Anyway, welcome to the world, Blue Ivy. I hope by the time you can read, it’ll be a kinder, gentler cyberspace.
* * *
LEAVE IT to Charlie Sheen — whom I can’t help liking despite some awful behavior — to cut to the chase. On Sunday, he spoke to the press, promoting his new show, “Anger Management.” He said, bluntly, “I’m not crazy anymore.” The former star of “Two and a Half Men” went on to say his current existence is “more mellow and focused and rooted in reality.” I hope so. Lots of smart, loving people really care about this guy.
* * *
FAREWELL TO the great Magnum photojournalist Eve Arnold, who died last week at age 99.
Arnold photographed everybody from Queen Elizabeth to Malcolm X and published great books on China, Russia and America. But despite her varied, serious, award-winning accomplishments, Eve became best known as one of the most loyal and affectionate chroniclers of Marilyn Monroe. And she was secure enough to embrace that.
Eve met Marilyn in 1955, during the star’s year-long strike against her studio, 20th Century Fox. Marilyn, who preferred to connect to male photographers, unexpectedly clicked with Arnold. Perhaps Eve was one of the many mother substitutes the actress looked for in her few female friends.
The pair would have half a dozen memorable photo sessions, right up until 1961 — including a trip to Bement, Illinois, where Marilyn gave a speech about her idol, Abraham Lincoln. She also visited a local art gallery and judged a bearded men contest. Arnold recalled that no matter how frantic and hysterical the Midwest crowds became, Marilyn remained utterly calm. (Monroe asked Eve to accompany her to JFK’s infamous birthday celebration in the spring of ’62. Eve, in Europe and exhausted, declined. She later said she regretted it: “I’d love to have seen her in that incredible dress, doing her little parody of herself.”)
Arnold really loved Monroe, and respected her as an unusually gifted camera subject and as a smart, sensitive woman. In a PBS documentary, “Eve and Marilyn,” Arnold — in the nicest way possible — took a swipe at fellow photographer Bert Stern. She objected to Stern’s publishing so many unflattering shots of Monroe. Even those that MM had X-ed out as “kills.” (Marilyn was dead before she could review all of Stern’s 3,000-plus pics, many of which showed her to be clearly inebriated and revealed too much of a body that was now thin, still beautiful, but inexorably maturing.)

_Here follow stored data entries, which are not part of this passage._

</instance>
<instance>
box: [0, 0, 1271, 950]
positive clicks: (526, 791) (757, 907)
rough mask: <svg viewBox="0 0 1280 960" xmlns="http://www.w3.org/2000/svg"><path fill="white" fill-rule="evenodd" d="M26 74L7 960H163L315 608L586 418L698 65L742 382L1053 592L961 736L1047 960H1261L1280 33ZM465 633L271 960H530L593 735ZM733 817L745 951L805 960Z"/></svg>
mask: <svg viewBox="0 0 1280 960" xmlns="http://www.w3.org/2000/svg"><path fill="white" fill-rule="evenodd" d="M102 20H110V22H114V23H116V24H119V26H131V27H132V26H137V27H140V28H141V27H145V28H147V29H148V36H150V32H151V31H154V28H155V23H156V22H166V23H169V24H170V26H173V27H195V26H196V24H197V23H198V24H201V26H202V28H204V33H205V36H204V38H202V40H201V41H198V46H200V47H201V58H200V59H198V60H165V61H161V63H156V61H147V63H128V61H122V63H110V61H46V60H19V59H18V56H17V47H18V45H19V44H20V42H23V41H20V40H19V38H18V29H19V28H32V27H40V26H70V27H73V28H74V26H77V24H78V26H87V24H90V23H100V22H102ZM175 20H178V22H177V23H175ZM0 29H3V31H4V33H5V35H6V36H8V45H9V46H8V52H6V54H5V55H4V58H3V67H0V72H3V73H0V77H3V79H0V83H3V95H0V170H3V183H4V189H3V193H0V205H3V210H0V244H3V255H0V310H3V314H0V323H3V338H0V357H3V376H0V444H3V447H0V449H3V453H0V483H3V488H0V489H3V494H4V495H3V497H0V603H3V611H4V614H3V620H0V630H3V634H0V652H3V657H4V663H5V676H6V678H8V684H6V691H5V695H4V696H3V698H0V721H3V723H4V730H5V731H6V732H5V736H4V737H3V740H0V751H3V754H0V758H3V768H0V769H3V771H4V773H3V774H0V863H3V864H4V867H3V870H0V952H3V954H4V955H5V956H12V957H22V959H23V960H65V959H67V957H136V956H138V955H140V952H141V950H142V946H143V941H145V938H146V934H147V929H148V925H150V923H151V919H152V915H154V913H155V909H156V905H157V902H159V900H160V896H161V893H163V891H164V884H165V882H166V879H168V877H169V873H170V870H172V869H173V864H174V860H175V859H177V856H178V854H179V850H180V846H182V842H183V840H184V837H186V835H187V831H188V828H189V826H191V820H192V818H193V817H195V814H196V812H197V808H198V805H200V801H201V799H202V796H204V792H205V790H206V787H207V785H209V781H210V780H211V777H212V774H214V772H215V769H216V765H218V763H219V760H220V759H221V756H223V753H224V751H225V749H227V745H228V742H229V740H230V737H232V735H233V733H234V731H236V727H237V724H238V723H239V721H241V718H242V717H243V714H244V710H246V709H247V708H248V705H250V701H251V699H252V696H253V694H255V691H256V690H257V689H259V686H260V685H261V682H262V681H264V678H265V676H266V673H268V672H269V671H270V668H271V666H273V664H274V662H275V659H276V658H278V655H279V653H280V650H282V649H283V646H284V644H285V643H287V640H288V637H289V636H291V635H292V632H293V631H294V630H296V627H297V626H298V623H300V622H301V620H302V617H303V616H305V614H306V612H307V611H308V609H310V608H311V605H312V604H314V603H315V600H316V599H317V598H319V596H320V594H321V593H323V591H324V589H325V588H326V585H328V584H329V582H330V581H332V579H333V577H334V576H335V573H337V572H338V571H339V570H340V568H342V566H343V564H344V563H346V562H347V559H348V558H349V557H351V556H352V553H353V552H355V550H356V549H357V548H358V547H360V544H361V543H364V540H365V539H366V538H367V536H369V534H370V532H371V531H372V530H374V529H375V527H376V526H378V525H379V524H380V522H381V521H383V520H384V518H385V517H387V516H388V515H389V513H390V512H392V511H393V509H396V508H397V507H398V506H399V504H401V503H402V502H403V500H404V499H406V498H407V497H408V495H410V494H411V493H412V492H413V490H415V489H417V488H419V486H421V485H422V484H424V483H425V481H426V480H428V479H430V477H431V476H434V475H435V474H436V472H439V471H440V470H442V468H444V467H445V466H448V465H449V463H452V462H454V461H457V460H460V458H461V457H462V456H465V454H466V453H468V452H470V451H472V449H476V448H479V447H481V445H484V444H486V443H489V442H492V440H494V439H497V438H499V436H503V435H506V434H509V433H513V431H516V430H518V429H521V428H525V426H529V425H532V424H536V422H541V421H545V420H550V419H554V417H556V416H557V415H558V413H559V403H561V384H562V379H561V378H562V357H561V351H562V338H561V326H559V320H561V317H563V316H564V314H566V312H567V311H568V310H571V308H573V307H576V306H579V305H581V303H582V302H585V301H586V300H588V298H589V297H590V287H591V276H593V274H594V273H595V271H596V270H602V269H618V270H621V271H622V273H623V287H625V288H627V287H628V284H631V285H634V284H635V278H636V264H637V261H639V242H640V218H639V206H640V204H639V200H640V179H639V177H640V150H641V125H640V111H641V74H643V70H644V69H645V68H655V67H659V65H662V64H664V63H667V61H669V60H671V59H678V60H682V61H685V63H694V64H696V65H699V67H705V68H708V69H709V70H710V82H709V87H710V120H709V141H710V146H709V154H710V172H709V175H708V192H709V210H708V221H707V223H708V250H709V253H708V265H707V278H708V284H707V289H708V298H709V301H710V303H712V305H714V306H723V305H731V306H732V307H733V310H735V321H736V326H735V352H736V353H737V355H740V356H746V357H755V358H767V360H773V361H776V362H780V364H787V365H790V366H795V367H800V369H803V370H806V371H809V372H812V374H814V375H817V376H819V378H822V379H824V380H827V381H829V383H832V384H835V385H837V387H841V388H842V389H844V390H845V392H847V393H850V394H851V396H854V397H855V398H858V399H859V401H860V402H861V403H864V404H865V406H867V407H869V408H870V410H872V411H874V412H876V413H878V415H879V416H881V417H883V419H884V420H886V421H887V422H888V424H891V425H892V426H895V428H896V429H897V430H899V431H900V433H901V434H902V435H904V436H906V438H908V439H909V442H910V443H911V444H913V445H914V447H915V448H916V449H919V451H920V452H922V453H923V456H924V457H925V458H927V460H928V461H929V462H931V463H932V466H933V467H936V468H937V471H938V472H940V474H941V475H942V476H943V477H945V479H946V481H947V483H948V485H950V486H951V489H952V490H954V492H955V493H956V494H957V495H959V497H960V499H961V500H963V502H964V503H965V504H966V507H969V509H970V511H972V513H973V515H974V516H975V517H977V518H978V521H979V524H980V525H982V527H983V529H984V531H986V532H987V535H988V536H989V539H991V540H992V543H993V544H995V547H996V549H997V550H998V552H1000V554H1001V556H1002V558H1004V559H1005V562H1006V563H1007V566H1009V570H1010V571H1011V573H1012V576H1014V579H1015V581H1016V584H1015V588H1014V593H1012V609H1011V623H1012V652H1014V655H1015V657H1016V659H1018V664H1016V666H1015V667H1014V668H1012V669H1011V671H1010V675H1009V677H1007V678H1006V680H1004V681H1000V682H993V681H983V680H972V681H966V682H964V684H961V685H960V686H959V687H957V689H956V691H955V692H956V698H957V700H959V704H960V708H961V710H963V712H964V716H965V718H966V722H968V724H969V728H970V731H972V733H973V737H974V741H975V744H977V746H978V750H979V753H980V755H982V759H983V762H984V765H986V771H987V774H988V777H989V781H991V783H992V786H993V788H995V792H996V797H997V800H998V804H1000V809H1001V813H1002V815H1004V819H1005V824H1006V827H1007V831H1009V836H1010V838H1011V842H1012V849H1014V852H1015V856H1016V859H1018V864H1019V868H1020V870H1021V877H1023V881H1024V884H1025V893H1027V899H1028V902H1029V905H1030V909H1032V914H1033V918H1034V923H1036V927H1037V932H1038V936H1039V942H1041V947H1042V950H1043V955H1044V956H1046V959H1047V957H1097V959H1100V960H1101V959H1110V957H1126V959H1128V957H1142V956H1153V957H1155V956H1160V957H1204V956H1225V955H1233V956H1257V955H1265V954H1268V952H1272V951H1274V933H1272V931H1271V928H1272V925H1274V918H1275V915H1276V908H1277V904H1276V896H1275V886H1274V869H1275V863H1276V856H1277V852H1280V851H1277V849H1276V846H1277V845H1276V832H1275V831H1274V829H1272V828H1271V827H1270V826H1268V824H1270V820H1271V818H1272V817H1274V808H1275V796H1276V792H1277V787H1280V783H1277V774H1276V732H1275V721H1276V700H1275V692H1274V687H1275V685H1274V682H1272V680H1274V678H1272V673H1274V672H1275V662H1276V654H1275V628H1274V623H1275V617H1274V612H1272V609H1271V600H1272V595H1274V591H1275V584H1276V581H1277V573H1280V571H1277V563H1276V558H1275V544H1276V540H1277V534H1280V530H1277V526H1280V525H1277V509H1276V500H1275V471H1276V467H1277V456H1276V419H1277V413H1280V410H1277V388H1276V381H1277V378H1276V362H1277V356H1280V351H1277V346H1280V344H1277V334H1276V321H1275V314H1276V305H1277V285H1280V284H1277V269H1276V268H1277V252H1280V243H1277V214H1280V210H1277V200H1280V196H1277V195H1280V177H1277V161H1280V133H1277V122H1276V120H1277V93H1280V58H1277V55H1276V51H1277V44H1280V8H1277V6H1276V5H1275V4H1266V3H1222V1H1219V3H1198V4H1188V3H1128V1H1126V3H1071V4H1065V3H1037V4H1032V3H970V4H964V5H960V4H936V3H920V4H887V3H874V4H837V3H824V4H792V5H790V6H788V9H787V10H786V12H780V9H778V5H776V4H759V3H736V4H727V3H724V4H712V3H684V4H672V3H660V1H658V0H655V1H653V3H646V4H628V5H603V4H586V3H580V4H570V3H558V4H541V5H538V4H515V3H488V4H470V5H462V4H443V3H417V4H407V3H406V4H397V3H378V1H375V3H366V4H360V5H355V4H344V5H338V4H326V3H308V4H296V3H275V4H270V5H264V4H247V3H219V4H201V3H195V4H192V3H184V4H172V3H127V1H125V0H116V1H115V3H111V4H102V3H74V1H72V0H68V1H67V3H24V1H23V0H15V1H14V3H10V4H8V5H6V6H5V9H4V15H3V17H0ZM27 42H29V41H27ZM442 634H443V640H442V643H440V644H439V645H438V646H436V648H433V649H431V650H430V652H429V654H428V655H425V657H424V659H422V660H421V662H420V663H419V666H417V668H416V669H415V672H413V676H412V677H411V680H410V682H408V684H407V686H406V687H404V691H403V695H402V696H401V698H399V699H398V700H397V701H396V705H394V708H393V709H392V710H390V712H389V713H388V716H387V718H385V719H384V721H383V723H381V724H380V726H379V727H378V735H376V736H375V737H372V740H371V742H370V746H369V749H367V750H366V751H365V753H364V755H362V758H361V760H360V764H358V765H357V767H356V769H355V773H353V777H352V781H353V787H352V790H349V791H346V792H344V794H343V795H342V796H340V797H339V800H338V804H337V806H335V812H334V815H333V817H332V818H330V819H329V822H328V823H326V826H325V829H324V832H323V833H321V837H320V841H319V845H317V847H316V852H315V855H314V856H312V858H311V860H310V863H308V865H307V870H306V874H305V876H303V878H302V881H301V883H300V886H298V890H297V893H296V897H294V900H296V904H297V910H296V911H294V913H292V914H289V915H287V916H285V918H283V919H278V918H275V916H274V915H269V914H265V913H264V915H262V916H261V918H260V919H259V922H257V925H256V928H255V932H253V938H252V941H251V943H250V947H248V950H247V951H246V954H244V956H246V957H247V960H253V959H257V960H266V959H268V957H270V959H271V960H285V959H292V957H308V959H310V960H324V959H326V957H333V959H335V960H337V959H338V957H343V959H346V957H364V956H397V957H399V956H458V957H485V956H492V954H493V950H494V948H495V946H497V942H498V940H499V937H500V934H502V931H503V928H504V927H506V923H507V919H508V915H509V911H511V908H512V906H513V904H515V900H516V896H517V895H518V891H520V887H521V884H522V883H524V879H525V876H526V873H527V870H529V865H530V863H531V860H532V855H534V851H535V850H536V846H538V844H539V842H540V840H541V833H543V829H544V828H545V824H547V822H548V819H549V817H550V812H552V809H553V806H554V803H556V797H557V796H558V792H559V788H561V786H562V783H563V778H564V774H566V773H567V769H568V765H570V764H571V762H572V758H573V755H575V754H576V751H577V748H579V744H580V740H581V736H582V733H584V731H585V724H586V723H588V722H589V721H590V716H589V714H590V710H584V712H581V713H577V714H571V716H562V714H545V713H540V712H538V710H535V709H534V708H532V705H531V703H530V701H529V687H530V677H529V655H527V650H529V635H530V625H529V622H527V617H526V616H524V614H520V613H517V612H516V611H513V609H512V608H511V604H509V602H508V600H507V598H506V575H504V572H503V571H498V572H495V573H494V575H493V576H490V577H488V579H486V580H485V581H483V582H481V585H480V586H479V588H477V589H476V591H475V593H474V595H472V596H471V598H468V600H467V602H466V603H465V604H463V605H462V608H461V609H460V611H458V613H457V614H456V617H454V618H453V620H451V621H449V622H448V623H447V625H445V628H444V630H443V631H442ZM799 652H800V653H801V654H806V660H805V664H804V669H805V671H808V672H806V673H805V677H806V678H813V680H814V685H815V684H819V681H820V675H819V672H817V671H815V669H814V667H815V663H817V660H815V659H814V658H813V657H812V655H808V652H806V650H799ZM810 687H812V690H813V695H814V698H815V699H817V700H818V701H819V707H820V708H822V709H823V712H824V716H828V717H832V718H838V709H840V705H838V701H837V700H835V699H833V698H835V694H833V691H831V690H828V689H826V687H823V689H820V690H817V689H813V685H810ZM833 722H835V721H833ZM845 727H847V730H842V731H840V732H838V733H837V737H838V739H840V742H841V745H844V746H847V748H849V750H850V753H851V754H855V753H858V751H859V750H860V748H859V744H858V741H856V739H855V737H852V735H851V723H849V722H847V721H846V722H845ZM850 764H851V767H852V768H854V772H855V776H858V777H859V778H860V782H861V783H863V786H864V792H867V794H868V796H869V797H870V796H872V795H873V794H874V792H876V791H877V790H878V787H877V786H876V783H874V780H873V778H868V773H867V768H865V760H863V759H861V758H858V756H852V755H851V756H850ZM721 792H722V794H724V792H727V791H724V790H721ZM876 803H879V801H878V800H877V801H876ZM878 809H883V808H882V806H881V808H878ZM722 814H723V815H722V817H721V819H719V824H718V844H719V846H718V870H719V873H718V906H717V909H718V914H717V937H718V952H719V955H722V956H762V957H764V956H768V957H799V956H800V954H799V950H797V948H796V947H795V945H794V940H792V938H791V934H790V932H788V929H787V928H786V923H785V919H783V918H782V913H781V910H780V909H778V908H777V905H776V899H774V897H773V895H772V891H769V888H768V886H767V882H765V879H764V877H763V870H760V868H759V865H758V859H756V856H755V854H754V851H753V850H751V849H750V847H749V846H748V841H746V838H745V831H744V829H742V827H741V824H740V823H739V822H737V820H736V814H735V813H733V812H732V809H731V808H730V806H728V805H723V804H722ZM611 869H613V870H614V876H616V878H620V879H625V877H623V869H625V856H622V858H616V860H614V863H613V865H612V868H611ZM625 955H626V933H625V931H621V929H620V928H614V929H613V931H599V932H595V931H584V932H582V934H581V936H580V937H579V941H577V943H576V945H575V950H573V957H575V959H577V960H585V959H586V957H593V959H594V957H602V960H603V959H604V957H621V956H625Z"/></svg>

Arnold took many candid shots of Marilyn on the ill-fated set of “The Misfits.” After the shoot was over, Monroe asked Eve to photograph her in a studio. Although Arnold preferred candid work, she agreed. The results were charming and fun — “she just wanted to camp it up” said Eve, who captured Marilyn wearing the expensive Jean-Louis bikini and lingerie from the movie, lounging on plush pillows, nude in bed, with the white silk sheets always a millimeter shy of full disclosure.
Eve recalled that as her friend sat down to begin the process of transforming pretty little Norma Jeane into the fabulous Marilyn, she turned to her longtime makeup man Whitey Snyder and said, “Isn’t this great? Just like at the beginning.” Then she paused and said “But back then, we had hope.”
When Eve published her book about Marilyn, she said: “I suppose you could say I’m exploiting her, like all the rest. And I suppose that’s true. But I did want people to know something more about her, and realize how much she was loved by those who really knew her.”
I feel certain Marilyn was the first to greet Eve, in that big darkroom in the sky.